Ok, the problem is the entire tensorflow source tree is inside the eclipse project. Its confused whether to go to the other branches of the source tree or to the installed tensorflow modules. I created a separate pydev project with only the word2vec directory, and it now runs inside eclipse.
I have run the tutorials and created my own neural network implementation in tensorflow successfully. I then decided to go one bit further an add my own op because I needed to do some of my own preprocessing on the data. I followed the tutorial on the tensorflow site to add an op. I successfully built tensorflow after writing my own c++ file. Then, when I try to use it from my code, I get
'module' object has no attribute 'sec_since_midnight'
My code does get reflected in bazel-genfiles/tensorflow/python/ops/gen_user_ops.py so the wrapper does get generated for it correctly. It just looks like I can't see the tensorflow/python/user_ops/user_ops.py which is what imports that file.
Now when I when I go through the testing of this module, I get the following odd behavior. It should not pass because the expected vector I give it does not match what the result should be. But maybe the test never gets executed despite saying passed?
INFO: Found 1 test target...
Target //tensorflow/python:sec_since_midnight_op_test up-to-date:
bazel-bin/tensorflow/python/sec_since_midnight_op_test
INFO: Elapsed time: 6.131s, Critical Path: 5.36s
//tensorflow/python:sec_since_midnight_op_test (1/0 cached) PASSED
Executed 0 out of 1 tests: 1 test passes.
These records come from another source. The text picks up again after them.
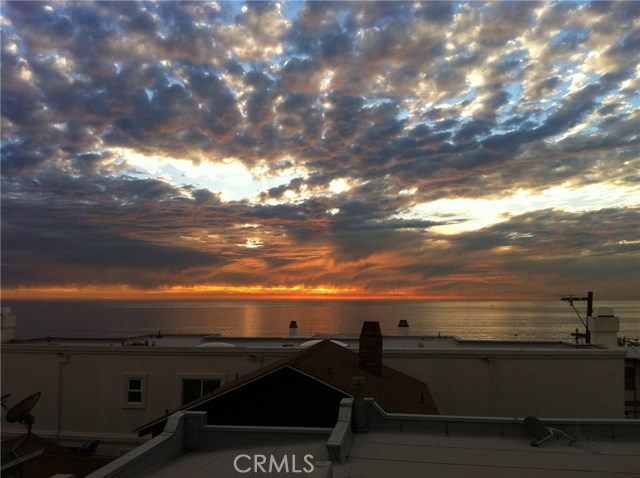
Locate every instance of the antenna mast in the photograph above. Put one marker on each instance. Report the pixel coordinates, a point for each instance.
(571, 299)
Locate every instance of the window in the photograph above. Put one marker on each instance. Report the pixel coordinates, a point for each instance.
(134, 390)
(193, 388)
(629, 378)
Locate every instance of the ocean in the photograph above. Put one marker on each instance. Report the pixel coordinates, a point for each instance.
(483, 320)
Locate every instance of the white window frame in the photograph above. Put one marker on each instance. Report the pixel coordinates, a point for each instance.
(126, 389)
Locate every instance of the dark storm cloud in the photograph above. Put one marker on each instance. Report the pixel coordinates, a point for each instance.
(401, 103)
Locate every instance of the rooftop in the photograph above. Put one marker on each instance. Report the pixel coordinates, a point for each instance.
(216, 341)
(407, 446)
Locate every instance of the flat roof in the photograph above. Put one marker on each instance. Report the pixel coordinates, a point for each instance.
(381, 455)
(390, 342)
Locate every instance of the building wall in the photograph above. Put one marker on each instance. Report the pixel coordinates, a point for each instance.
(519, 383)
(83, 387)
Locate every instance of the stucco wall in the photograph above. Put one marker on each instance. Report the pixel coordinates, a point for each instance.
(82, 387)
(518, 383)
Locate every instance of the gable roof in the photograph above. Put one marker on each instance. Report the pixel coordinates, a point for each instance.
(335, 366)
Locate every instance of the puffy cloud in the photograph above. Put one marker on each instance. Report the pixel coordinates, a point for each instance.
(336, 119)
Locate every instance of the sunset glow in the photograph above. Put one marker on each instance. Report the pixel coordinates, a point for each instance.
(202, 150)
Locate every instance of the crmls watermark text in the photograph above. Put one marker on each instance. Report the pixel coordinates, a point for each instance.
(271, 464)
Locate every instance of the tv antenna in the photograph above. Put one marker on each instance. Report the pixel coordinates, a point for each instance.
(589, 298)
(21, 413)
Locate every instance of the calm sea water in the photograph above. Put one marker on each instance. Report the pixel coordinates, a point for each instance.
(501, 320)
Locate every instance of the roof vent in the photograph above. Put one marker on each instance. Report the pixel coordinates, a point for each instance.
(370, 352)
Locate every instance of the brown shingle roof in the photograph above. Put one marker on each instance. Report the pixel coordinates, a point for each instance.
(336, 366)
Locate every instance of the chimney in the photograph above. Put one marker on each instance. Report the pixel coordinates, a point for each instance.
(359, 417)
(371, 348)
(604, 328)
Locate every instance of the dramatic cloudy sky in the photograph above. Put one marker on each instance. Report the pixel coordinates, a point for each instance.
(408, 149)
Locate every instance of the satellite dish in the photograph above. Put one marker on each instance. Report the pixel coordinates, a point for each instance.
(309, 343)
(21, 413)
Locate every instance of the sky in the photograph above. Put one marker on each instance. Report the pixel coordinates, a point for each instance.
(173, 150)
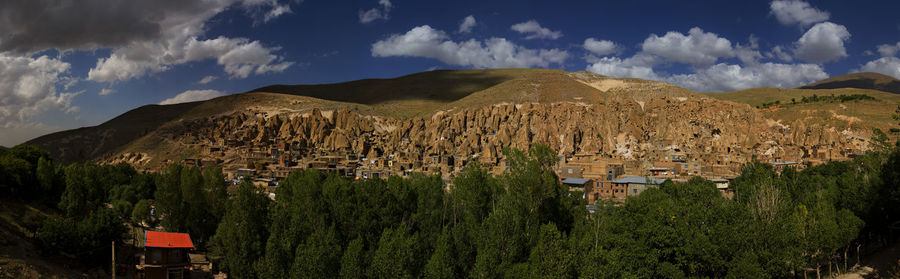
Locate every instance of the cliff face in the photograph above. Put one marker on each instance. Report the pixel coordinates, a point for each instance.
(437, 121)
(704, 129)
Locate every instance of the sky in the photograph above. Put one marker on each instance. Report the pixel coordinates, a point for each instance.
(66, 64)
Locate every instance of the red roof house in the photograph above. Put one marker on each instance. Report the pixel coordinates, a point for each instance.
(167, 240)
(165, 255)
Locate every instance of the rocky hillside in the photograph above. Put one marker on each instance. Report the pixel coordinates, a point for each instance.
(474, 114)
(867, 80)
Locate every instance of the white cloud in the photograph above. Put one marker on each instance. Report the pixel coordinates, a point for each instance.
(90, 24)
(702, 50)
(207, 79)
(600, 47)
(424, 41)
(823, 42)
(724, 77)
(192, 96)
(697, 48)
(790, 12)
(239, 56)
(638, 66)
(535, 31)
(780, 53)
(748, 54)
(376, 13)
(885, 65)
(888, 50)
(467, 24)
(28, 87)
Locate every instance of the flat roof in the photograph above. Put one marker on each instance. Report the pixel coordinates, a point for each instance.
(639, 180)
(167, 240)
(579, 181)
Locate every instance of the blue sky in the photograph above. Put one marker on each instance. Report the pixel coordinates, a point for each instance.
(65, 66)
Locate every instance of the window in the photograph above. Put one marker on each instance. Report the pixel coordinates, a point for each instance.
(175, 273)
(155, 256)
(175, 256)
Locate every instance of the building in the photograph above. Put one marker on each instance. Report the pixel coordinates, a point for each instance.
(781, 165)
(165, 256)
(635, 185)
(583, 185)
(608, 190)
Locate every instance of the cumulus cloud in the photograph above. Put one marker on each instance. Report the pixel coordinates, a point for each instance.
(535, 31)
(823, 42)
(146, 36)
(885, 65)
(600, 47)
(888, 50)
(192, 96)
(424, 41)
(697, 48)
(781, 53)
(790, 12)
(376, 13)
(467, 24)
(207, 79)
(88, 24)
(29, 87)
(239, 56)
(703, 50)
(724, 77)
(638, 66)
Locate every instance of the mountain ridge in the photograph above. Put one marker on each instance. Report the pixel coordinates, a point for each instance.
(864, 80)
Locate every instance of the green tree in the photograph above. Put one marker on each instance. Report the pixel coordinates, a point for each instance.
(318, 257)
(353, 260)
(441, 264)
(140, 214)
(396, 255)
(551, 258)
(240, 238)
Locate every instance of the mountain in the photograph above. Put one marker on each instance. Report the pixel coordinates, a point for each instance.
(866, 80)
(418, 122)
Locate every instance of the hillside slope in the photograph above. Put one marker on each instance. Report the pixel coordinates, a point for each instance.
(867, 80)
(474, 113)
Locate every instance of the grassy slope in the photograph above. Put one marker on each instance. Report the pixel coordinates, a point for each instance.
(411, 100)
(866, 80)
(89, 142)
(19, 256)
(417, 94)
(870, 113)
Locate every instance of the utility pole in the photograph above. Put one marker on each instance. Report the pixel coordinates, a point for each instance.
(112, 271)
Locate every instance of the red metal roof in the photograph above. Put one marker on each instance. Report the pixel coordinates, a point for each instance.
(167, 240)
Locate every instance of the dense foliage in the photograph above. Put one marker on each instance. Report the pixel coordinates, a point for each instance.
(524, 224)
(842, 98)
(520, 224)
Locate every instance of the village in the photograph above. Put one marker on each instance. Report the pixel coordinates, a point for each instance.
(600, 177)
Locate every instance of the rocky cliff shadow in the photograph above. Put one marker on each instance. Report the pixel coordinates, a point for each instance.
(442, 85)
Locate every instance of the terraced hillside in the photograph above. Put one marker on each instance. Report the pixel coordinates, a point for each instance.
(472, 114)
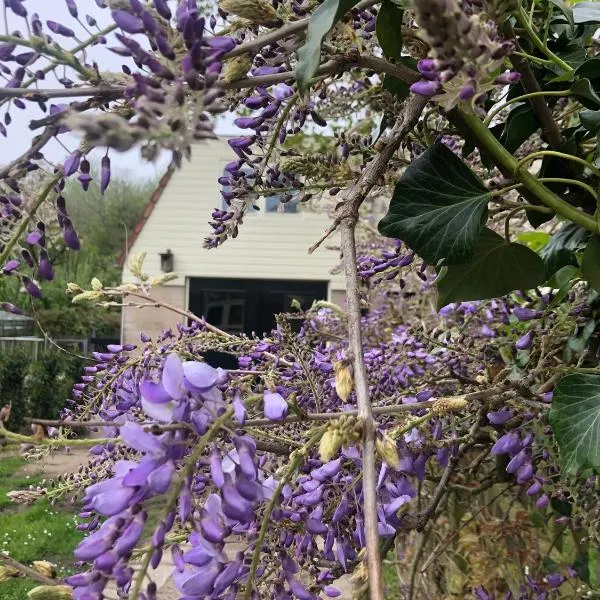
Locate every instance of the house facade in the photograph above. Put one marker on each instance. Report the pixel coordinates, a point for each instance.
(242, 284)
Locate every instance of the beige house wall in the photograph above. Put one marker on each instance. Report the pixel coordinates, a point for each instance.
(152, 321)
(269, 245)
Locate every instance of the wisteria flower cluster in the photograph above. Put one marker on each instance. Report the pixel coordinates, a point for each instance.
(452, 392)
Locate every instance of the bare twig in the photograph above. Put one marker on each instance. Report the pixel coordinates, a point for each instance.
(365, 413)
(28, 571)
(288, 30)
(36, 146)
(375, 169)
(75, 92)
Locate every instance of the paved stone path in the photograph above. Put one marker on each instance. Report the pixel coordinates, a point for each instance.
(59, 463)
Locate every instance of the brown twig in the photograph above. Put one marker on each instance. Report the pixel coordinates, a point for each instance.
(75, 92)
(375, 169)
(28, 571)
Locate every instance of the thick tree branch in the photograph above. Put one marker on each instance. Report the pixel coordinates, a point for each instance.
(530, 85)
(365, 413)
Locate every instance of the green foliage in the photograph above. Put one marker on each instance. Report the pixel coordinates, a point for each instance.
(496, 269)
(590, 267)
(585, 93)
(104, 222)
(322, 20)
(50, 381)
(438, 208)
(389, 29)
(520, 124)
(560, 250)
(586, 12)
(13, 368)
(575, 420)
(39, 532)
(39, 387)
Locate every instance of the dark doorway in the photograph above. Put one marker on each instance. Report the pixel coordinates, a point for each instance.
(250, 305)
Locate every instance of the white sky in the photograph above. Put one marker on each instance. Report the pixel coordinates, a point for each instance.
(129, 164)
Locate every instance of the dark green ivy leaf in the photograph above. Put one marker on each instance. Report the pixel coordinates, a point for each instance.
(560, 250)
(321, 21)
(521, 123)
(438, 207)
(585, 93)
(389, 29)
(586, 12)
(575, 420)
(590, 69)
(590, 267)
(496, 269)
(567, 11)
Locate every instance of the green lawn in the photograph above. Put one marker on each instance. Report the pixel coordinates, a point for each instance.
(36, 532)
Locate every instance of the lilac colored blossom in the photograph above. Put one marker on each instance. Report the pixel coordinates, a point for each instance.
(275, 407)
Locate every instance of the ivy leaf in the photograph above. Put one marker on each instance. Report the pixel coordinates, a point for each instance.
(585, 93)
(567, 11)
(389, 29)
(560, 250)
(590, 119)
(438, 207)
(496, 269)
(575, 420)
(322, 20)
(521, 123)
(586, 12)
(590, 267)
(590, 69)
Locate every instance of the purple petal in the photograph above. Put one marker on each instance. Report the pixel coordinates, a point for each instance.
(154, 392)
(275, 407)
(135, 437)
(172, 376)
(199, 375)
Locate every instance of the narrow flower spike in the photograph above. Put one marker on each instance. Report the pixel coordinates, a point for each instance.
(275, 406)
(104, 173)
(128, 22)
(59, 29)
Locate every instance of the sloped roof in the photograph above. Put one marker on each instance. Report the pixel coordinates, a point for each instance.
(156, 195)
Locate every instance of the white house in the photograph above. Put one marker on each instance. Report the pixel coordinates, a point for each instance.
(242, 284)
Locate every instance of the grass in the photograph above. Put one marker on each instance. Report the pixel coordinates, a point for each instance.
(37, 532)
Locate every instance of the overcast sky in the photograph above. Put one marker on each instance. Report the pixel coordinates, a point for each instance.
(129, 164)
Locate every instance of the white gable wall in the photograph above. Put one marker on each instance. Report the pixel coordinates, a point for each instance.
(269, 245)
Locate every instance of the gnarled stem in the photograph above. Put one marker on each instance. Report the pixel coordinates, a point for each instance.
(365, 413)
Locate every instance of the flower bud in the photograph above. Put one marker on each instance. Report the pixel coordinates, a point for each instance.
(256, 11)
(46, 568)
(236, 68)
(387, 449)
(343, 380)
(6, 572)
(73, 288)
(330, 443)
(51, 592)
(444, 405)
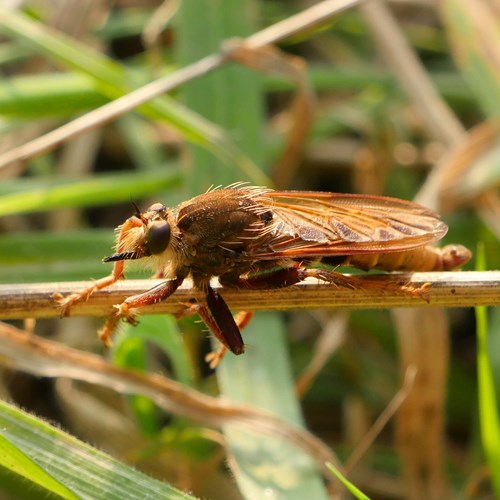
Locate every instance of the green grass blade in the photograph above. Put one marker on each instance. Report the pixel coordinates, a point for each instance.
(104, 189)
(84, 470)
(113, 80)
(488, 403)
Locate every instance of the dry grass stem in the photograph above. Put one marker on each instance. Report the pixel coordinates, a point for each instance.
(40, 357)
(447, 289)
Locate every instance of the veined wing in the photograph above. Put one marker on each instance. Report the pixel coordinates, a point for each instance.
(312, 224)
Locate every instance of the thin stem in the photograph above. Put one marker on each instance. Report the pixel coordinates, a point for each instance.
(447, 289)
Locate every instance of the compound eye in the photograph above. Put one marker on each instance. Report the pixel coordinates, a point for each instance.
(157, 237)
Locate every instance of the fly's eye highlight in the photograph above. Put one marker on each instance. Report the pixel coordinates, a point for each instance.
(157, 237)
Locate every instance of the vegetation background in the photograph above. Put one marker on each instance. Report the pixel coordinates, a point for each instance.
(374, 99)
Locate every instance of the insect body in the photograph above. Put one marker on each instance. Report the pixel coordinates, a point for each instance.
(259, 238)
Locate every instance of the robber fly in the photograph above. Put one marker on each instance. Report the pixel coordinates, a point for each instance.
(252, 237)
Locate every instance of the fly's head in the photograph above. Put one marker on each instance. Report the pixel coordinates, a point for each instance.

There were tests whose specified size is too big. Use the --test_verbose_timeout_warnings command line option to see which ones these are.
Hmmm. Well, I uninstalled tensorflow and then I reinstalled from what I just built and what I wrote was suddenly recognized. I have seen this behavior twice in a row now where an uninstall is necessary. So to sum, the steps after adding my own op are:
$ pip uninstall tensorflow
$ bazel build -c opt //tensorflow/tools/pip_package:build_pip_package
# To build with GPU support:
$ bazel build -c opt --config=cuda //tensorflow/tools/pip_package:build_pip_package
$ bazel-bin/tensorflow/tools/pip_package/build_pip_package /tmp/tensorflow_pkg
# The name of the .whl file will depend on your platform.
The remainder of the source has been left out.